Let $n$ be a positive integer. Assume that:
$N_k$ is the number of pairs $(a,b)$ of non-negative integers such that $ka+(k+1)b=n+1-k$. Find $N_1+N_2+\cdots N_{n+1}$.
I was trying to solve this calculating coefficients of polynomial equations but in vain like:
We know that $N_k$ is the coefficient of $X^{n-k+1}$ in:
$$G_k(X)=(1+X^k+X^{2k}+\cdots)(1+X^{k+1}+X^{2k+2}+\cdots)$$
Now can you help me from here or by any other elegant way. Please help.

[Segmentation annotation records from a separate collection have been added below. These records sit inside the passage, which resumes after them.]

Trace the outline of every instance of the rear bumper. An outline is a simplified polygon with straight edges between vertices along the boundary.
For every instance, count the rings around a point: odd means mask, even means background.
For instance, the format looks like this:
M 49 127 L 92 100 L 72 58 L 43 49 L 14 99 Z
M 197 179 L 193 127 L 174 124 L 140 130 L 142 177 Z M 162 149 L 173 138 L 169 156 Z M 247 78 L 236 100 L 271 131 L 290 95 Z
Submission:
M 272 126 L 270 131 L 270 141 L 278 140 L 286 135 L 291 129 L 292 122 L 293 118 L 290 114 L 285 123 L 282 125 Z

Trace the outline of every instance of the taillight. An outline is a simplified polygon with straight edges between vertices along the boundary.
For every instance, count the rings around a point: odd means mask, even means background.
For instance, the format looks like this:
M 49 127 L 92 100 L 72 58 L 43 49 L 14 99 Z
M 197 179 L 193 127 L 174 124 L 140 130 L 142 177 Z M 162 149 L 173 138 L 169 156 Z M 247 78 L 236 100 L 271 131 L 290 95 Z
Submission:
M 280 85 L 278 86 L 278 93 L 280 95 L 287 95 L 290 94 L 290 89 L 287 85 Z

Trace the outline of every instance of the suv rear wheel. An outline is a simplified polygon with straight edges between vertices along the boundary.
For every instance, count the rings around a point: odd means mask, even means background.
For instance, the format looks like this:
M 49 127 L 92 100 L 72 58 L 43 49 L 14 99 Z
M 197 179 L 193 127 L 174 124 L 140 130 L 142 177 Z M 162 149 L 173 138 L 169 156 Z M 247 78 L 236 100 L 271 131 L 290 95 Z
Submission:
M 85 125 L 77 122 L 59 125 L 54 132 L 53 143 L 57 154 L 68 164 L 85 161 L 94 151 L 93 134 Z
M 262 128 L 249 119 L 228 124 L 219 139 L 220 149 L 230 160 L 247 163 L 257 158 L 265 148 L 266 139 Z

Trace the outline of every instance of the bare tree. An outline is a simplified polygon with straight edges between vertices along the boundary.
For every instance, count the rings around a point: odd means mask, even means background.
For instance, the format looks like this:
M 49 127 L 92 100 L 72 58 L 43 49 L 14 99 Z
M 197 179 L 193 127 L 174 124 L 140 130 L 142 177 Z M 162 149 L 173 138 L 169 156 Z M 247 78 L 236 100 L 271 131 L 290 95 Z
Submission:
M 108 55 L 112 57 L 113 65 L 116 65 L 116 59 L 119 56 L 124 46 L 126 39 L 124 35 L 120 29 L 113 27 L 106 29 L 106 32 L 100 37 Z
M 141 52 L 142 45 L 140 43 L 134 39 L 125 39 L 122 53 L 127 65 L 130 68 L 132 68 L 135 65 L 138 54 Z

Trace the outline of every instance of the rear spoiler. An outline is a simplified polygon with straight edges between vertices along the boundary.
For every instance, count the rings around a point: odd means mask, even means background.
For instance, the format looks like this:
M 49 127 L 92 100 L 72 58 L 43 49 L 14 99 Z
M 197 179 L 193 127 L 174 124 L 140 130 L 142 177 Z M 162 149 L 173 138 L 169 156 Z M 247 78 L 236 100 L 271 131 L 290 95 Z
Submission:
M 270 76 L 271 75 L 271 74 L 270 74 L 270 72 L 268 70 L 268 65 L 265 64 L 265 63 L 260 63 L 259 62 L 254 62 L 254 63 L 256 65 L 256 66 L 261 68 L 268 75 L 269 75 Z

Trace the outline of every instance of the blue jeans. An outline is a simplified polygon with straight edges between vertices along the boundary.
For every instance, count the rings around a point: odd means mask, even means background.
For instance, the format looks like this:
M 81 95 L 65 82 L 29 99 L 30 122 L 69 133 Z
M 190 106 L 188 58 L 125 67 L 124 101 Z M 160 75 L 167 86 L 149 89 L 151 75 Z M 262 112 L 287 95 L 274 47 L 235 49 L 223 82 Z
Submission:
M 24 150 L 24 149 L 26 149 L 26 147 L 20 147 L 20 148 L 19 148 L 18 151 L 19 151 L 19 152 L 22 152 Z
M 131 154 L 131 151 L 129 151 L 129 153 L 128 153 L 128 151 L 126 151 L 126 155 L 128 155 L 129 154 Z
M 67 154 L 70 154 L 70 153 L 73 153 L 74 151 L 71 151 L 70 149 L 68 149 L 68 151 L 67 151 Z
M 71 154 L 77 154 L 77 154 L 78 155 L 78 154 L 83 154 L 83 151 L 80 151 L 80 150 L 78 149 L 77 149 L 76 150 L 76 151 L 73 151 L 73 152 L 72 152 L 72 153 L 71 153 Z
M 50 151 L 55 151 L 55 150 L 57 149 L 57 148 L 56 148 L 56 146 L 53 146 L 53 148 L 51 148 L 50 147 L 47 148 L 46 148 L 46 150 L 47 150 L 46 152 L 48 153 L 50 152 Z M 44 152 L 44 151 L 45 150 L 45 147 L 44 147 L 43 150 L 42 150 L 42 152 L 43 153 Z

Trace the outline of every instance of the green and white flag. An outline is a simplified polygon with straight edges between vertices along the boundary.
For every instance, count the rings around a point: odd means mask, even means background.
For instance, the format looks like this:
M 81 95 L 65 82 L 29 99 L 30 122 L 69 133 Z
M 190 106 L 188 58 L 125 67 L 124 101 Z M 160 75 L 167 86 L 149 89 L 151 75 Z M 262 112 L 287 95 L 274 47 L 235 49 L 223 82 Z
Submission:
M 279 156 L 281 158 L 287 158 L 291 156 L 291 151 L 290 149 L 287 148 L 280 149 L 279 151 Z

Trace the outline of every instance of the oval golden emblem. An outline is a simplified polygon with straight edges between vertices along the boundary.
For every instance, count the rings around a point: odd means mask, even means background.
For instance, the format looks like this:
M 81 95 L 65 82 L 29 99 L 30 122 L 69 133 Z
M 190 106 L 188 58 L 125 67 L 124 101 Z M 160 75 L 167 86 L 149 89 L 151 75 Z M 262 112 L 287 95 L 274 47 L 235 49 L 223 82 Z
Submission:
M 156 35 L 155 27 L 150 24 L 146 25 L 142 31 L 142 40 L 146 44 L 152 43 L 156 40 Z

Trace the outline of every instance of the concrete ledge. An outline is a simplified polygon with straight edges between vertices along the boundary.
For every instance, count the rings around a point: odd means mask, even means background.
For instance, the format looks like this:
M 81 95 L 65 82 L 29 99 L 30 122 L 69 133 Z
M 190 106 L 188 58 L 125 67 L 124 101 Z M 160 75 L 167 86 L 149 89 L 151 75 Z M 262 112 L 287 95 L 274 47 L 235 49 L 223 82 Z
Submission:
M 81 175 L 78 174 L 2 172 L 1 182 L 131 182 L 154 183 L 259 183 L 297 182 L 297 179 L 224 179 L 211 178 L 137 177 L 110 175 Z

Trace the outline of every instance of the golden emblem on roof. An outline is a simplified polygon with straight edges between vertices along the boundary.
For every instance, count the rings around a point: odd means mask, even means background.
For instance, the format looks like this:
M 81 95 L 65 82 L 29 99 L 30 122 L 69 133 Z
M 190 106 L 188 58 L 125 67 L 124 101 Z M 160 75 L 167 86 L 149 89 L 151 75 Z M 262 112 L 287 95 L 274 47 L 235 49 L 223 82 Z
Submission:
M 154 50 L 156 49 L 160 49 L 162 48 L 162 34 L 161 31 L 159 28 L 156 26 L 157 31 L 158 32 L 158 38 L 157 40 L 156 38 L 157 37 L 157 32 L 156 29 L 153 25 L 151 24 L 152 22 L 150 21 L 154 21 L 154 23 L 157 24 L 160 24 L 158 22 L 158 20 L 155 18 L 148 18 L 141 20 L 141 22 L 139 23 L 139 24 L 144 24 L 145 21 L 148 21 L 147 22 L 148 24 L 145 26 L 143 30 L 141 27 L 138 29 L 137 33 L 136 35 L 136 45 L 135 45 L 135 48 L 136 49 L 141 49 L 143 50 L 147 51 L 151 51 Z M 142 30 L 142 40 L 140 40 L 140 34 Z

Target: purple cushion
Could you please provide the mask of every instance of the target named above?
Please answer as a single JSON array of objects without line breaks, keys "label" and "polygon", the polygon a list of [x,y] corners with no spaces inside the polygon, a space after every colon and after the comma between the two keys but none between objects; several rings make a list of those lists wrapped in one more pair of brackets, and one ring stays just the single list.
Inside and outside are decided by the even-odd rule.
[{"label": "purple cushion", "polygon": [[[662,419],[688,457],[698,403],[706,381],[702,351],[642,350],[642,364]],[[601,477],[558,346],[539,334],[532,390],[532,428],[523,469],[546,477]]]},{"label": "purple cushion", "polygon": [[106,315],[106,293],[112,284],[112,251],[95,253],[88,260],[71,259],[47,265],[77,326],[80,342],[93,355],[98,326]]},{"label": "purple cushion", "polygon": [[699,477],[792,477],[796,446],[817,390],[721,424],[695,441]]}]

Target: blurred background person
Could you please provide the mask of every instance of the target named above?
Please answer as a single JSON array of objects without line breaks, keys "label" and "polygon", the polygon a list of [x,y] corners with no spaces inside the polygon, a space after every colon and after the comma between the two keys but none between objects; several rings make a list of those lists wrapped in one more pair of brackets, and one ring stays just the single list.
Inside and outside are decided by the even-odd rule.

Set $N=N_1+\dots+N_{n+1}$ and notice that $N$ is precisely the number of integer solutions $(k,a,b)$ to $ka+(k+1)b=n+1-k$ where $k\geq 1$ and $a,b\geq 0$. Setting $q=a+b+1$ and $r=b$ and rearranging the expression, $N$ is the number of integer solutions $(k,q,r)$ to $n+1=qk+r$ where $k\geq 1$ and $0\leq r\leq q-1$. But this expression is exactly what you get when dividing $n+1$ by $q$. More specifically, $k$ is the quotient, and $r$ is the remainder. Thus, we know that for every fixed $1\leq q\leq n+1$, there is precisely one integer solutions $(k,q,r)$ to $n+1=qk+r$ where $k\geq 1$ and $0\leq r\leq q-1$, so $N=n+1$.